On the trail, the 3.5-liter felt in its element while the transmission shifted at the right rpms. “On the trail, poor transmission programming and ride quality weren’t factors,” features editor Scott Evans said. “The Tacoma had the power and suspension articulation it needed to get the job done.” The smooth power delivery allowed the Tacoma to easily climb over an obstacle, and holding the gas pedal nice and steady was a simple task—something that’s essential when you’re climbing rocks or navigating through difficult terrain. The crawl control is also a pretty good standard feature; it controls the braking on each wheel when going downhill. All the driver has to do is control the steering and select the speed at which he or she wants to go, and the Tacoma does the rest. I tested it on a steep downhill on Mojave Road, and the Taco did a flawless job. The truck’s capability was disrupted by the rock rails, which essentially lower the ground clearance; they hit the ground a few times on the trail. Although no major damage was done, the forward step on the passenger’s side suffered a small dent when we came down from a rock. We questioned why Toyota had equipped the Taco TRD Pro—a truck made for off-roading—with these steps that only limited its capability off the pavement. Our suggestion: Save the $649 and don’t buy them.

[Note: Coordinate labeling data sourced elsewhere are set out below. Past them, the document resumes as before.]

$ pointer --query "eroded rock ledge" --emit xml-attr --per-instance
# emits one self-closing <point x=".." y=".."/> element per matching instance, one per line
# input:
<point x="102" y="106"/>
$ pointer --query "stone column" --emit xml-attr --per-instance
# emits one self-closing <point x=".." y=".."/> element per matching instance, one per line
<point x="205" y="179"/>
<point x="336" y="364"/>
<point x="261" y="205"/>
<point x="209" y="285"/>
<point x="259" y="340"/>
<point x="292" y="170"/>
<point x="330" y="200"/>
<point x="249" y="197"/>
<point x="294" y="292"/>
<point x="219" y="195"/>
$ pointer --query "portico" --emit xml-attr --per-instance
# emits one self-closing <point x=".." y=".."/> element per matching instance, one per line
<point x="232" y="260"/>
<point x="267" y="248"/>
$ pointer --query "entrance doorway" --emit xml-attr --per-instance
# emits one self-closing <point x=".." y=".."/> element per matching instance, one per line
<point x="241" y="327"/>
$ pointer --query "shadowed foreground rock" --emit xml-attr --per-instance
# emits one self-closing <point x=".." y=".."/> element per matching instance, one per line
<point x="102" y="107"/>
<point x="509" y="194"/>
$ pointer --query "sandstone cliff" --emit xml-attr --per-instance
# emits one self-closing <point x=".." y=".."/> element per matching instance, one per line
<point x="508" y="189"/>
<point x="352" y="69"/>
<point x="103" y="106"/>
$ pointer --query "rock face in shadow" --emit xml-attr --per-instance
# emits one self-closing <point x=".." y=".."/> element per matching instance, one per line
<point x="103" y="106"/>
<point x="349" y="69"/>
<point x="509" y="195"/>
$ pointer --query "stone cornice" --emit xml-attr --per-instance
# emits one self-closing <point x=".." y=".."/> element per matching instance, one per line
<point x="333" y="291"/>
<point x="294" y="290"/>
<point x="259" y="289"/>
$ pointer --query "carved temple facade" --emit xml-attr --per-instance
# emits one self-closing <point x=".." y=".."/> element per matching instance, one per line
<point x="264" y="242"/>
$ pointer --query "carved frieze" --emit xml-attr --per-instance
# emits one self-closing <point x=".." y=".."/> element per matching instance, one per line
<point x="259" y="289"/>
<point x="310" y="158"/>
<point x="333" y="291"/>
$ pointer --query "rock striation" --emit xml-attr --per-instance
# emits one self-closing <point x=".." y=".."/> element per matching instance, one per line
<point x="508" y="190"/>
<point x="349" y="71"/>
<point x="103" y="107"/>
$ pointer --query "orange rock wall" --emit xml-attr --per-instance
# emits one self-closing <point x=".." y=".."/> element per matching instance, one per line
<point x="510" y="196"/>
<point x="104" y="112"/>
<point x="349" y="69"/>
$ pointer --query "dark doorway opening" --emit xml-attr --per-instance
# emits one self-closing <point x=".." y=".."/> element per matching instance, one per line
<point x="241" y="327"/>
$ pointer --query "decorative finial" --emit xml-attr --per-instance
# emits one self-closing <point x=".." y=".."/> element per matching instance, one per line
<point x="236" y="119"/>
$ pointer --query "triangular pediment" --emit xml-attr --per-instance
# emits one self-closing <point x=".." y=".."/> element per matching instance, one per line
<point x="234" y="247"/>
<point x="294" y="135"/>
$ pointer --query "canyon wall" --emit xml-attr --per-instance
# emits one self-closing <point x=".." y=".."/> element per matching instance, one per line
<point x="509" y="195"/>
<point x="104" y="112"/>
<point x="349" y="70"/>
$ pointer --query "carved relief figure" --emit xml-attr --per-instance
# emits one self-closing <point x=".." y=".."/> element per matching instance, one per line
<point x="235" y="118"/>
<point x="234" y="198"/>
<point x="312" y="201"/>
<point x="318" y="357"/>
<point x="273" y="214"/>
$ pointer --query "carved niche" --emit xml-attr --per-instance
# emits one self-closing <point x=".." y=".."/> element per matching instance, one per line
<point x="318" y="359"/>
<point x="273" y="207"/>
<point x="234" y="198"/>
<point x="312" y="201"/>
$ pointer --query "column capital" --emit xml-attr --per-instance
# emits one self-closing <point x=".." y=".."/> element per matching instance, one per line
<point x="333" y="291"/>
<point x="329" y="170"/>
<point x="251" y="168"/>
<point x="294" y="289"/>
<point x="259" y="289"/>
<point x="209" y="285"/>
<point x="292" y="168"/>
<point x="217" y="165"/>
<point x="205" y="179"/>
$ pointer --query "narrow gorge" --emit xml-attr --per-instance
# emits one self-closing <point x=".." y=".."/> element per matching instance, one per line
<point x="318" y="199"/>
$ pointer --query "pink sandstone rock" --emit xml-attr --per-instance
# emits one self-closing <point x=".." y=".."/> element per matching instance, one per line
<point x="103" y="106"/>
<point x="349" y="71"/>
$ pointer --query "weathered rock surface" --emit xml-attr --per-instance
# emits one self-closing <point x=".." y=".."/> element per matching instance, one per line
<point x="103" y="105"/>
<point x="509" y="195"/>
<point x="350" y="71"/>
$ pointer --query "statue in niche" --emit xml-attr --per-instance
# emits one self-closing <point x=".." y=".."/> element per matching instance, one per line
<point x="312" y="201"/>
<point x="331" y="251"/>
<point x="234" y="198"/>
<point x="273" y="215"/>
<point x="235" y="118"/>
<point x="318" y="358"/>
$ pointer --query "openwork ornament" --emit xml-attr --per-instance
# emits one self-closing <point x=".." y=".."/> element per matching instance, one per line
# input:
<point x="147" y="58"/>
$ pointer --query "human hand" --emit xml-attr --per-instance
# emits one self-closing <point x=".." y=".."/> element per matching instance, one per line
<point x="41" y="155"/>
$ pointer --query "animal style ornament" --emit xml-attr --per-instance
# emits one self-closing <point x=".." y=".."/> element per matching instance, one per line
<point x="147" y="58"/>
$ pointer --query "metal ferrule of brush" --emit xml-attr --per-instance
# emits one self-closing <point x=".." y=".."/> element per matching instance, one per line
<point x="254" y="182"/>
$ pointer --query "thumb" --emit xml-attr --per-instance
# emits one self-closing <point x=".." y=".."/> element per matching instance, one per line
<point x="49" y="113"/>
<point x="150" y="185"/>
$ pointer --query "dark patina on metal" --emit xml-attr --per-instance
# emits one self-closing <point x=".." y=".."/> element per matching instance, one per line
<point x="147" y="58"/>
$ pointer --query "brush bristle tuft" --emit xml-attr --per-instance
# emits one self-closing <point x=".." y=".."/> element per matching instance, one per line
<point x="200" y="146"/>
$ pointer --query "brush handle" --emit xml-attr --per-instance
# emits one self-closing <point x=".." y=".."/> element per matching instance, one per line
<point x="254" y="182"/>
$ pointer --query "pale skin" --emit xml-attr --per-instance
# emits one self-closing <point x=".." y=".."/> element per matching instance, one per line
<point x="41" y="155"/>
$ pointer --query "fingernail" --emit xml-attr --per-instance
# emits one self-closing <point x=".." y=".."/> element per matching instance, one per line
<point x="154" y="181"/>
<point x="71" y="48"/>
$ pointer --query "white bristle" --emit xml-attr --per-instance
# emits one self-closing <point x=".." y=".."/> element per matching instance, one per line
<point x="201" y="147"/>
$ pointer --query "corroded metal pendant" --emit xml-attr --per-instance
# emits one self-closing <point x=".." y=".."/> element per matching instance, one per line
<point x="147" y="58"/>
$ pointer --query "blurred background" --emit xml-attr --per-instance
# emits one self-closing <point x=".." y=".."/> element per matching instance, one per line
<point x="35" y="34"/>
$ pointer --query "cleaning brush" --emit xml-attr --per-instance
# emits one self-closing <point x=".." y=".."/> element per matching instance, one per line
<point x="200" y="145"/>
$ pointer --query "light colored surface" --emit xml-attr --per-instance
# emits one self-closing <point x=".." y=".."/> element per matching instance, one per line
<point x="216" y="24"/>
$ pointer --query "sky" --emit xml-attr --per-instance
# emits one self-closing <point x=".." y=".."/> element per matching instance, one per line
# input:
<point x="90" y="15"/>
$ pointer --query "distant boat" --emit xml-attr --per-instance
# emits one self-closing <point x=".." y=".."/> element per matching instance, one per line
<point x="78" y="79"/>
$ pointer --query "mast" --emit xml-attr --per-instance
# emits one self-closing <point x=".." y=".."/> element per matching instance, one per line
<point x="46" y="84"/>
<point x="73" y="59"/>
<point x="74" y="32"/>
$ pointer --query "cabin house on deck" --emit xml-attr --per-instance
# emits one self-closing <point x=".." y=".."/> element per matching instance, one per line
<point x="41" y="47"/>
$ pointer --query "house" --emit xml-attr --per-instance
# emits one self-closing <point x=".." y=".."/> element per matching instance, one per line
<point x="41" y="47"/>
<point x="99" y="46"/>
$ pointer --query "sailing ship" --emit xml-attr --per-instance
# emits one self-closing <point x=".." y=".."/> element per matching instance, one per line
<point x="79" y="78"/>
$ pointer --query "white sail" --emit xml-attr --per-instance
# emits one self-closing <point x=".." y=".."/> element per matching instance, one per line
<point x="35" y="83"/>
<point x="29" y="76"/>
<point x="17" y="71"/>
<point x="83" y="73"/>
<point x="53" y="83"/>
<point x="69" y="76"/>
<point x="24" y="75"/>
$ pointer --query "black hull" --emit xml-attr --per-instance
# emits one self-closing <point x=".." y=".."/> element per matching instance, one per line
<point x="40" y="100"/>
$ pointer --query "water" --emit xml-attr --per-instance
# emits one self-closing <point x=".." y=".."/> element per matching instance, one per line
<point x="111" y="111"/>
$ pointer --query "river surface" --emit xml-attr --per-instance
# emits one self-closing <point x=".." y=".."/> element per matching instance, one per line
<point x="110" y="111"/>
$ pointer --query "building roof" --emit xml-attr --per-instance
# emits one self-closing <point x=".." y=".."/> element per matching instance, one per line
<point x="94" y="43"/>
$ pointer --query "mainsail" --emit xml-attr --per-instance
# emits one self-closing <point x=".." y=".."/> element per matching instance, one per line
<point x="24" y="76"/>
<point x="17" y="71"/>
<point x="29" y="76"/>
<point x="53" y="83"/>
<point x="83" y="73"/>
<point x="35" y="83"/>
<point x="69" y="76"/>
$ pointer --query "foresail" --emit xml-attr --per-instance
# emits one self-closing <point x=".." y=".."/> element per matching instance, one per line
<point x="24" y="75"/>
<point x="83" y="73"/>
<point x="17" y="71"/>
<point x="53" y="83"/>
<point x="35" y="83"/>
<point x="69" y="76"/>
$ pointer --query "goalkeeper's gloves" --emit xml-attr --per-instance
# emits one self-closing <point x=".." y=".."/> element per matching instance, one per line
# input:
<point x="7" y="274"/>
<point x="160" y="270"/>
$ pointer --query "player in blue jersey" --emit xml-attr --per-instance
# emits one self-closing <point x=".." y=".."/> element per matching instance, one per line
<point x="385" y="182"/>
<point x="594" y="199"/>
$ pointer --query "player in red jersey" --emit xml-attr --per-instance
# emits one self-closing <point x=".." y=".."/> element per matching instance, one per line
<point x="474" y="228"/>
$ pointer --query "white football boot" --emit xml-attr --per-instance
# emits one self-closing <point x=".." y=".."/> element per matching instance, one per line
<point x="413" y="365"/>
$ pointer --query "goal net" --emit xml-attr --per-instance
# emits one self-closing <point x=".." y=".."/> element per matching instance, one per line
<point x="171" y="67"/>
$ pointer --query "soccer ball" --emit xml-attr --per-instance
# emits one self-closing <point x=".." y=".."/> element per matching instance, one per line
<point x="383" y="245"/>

Whereas the exterior design still looks good, the outdated interior is another story. The 7.0-inch touchscreen uses Toyota’s old infotainment system, so you don’t get Apple CarPlay or Android Auto. The seating position is a bit weird, forcing your legs to stand more upright than relaxed. Christian, Scott, and I complained about the lack of headroom in the front; we all hit our heads when leaning over to see an obstacle during our off-roading. “Couple the headroom issue with the Toyota’s uncomfortable carlike seating position and barely telescoping steering wheel, and you’ve got an overlander that I frankly don’t want to spend a lot of time in,” Christian said. We also found that the rear seats aren’t very versatile. Instead of folding up, the seat cushions fold forward, taking up more space. This was inconvenient when we put our gear in the second row, as we had to play Tetris to accommodate our equipment.

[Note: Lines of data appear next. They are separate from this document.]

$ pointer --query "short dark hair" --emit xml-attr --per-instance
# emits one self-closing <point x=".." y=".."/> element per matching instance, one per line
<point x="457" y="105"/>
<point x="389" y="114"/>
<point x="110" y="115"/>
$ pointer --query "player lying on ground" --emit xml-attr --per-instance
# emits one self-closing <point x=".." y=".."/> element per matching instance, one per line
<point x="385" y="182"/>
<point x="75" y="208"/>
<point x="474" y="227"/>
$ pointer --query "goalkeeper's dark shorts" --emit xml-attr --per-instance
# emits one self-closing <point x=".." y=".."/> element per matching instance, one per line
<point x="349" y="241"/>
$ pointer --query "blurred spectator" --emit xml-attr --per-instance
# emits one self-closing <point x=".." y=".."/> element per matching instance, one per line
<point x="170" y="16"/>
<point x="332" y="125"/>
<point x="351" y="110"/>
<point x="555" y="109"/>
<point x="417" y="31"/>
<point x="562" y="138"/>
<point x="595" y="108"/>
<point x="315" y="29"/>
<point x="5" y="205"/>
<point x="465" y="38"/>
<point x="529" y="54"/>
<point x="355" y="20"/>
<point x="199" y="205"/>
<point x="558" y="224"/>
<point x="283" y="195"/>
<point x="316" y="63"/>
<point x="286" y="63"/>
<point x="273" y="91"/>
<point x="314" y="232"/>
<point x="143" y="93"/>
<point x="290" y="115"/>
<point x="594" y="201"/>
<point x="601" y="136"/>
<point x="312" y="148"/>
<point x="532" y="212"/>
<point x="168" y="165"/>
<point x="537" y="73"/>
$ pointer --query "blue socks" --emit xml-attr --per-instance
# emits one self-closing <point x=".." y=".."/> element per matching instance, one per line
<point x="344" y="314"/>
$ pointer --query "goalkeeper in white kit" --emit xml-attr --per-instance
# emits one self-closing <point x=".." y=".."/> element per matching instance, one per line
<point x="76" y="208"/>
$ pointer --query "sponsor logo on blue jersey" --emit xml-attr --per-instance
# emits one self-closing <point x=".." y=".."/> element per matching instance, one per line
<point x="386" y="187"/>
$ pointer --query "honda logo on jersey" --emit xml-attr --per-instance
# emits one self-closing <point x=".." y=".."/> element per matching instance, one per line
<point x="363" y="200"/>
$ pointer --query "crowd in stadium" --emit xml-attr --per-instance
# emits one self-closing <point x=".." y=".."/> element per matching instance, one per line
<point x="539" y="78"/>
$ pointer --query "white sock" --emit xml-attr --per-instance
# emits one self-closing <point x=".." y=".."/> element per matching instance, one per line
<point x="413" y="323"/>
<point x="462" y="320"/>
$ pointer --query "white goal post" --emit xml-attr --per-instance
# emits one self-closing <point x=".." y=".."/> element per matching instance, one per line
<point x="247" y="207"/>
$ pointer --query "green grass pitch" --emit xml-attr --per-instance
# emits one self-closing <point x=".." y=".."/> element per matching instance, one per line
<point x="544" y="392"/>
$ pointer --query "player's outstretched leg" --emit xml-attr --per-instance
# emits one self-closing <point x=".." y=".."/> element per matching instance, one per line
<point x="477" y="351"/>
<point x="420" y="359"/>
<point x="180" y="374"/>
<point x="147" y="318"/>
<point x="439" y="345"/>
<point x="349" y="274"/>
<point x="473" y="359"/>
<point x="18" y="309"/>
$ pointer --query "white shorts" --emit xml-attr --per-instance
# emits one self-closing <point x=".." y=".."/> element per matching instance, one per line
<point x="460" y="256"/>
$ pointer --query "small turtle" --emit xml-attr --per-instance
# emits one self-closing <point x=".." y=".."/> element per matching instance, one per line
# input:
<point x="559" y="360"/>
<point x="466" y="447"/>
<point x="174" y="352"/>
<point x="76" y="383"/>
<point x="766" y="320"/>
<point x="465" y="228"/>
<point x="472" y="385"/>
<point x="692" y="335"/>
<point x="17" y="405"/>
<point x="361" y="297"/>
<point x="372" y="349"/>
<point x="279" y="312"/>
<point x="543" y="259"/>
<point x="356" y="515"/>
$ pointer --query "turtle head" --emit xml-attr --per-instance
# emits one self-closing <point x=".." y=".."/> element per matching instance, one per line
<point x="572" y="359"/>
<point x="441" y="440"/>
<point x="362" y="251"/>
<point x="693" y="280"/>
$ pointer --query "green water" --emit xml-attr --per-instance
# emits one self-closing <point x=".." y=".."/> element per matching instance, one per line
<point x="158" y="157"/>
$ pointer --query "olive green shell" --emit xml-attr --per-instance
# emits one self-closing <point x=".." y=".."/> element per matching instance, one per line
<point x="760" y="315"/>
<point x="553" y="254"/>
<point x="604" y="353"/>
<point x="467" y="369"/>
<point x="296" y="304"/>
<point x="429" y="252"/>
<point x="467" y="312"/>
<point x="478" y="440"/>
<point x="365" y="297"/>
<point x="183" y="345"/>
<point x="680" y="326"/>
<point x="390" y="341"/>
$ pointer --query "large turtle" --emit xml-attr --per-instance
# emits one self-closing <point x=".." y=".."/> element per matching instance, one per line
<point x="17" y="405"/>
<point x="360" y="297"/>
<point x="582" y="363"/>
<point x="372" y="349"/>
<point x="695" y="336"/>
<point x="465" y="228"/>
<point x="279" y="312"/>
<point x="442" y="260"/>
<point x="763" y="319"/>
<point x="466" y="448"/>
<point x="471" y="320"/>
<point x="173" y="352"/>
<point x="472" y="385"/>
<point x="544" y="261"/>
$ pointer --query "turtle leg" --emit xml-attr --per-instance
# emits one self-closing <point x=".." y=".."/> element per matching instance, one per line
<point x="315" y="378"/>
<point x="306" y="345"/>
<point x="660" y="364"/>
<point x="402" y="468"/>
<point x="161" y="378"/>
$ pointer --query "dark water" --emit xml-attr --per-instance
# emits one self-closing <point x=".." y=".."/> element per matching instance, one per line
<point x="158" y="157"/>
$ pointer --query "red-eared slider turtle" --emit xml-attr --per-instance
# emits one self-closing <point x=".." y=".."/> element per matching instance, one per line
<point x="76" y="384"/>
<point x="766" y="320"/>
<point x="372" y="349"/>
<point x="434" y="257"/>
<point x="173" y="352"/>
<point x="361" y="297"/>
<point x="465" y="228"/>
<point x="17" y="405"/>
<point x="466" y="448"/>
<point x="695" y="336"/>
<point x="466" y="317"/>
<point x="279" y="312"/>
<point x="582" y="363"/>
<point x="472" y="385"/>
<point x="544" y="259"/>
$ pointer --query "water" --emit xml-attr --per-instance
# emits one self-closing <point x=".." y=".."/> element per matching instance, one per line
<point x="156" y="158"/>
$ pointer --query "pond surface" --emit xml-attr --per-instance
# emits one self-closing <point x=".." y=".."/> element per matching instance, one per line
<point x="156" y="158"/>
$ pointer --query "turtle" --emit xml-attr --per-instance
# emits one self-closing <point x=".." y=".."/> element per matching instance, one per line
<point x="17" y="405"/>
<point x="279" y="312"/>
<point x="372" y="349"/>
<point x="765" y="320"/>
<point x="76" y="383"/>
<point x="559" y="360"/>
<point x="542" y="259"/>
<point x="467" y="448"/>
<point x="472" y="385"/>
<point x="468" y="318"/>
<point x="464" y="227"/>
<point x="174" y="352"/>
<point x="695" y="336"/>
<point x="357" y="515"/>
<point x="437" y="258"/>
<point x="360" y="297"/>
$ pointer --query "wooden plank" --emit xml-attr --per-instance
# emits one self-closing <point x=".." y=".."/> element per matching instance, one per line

As with all updated Toyota models, the Taco TRD Pro comes with many standard safety features. Radar cruise control, lane departure mitigation with alert, a pre-collision system with pedestrian detection, blind-spot monitoring with rear cross-traffic alert, and automatic high-beams come standard.
As far as on-road driving dynamics, the Tacoma offers a smooth ride. During our trip we had five spare tires in the bed, which added some weight and probably helped with the smooth ride. The engine still felt like it had good punch, and the transmission held gears longer. The cabin is mostly quiet, though there is some noise from the engine and transmission.

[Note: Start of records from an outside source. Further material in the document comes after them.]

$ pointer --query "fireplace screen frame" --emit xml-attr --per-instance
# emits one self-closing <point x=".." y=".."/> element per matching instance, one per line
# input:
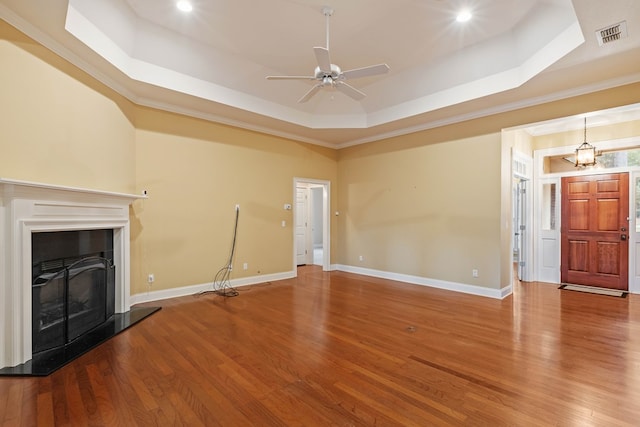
<point x="71" y="301"/>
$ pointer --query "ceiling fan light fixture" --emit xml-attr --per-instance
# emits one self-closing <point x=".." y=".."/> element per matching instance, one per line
<point x="464" y="15"/>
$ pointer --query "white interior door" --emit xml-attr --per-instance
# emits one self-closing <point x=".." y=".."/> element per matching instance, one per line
<point x="301" y="224"/>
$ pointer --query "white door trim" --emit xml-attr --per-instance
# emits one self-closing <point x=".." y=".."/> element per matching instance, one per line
<point x="326" y="220"/>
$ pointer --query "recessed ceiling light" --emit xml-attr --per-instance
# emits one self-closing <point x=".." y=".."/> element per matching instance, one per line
<point x="464" y="15"/>
<point x="184" y="5"/>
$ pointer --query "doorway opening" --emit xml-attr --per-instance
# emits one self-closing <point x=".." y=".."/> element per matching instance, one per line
<point x="311" y="240"/>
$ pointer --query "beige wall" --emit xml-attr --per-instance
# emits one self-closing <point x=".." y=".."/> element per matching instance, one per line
<point x="432" y="204"/>
<point x="195" y="173"/>
<point x="58" y="125"/>
<point x="423" y="207"/>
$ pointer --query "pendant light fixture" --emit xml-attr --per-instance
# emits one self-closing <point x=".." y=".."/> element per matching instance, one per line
<point x="585" y="153"/>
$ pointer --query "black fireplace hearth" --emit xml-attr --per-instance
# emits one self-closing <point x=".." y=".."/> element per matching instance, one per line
<point x="73" y="284"/>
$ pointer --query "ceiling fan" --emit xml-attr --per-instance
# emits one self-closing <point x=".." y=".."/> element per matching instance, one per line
<point x="330" y="75"/>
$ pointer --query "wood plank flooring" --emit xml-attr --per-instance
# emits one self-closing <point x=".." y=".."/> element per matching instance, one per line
<point x="347" y="350"/>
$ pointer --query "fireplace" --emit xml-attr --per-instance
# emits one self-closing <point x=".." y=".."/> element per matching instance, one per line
<point x="73" y="285"/>
<point x="63" y="287"/>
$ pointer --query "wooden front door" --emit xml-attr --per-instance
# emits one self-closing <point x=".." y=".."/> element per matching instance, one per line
<point x="594" y="242"/>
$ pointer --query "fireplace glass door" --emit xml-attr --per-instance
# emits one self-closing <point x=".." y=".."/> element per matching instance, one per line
<point x="73" y="294"/>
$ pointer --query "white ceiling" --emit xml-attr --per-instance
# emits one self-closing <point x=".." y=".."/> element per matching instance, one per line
<point x="212" y="63"/>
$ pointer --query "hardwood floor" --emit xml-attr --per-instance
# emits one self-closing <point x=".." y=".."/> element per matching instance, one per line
<point x="348" y="350"/>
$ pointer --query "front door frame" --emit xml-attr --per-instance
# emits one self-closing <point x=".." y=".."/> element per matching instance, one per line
<point x="545" y="249"/>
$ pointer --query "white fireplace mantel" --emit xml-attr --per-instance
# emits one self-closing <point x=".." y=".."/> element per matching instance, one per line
<point x="29" y="207"/>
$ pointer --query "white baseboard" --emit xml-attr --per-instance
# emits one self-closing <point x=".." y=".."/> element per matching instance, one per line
<point x="416" y="280"/>
<point x="195" y="289"/>
<point x="424" y="281"/>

For $51,150, the 2019 Tacoma TRD Pro isn’t cheap, but that’s where most of the midsize trucks stand today. What really stood out is the Taco’s capability in the desert, where it delivered a smooth ride and good power. “This truck is perfectly capable and has good base off-road dimensions and specs, so I completely understand why it’s the basis for so many overland builds,” Christian said. The Taco has its flaws, but the desert is where it truly feels at home.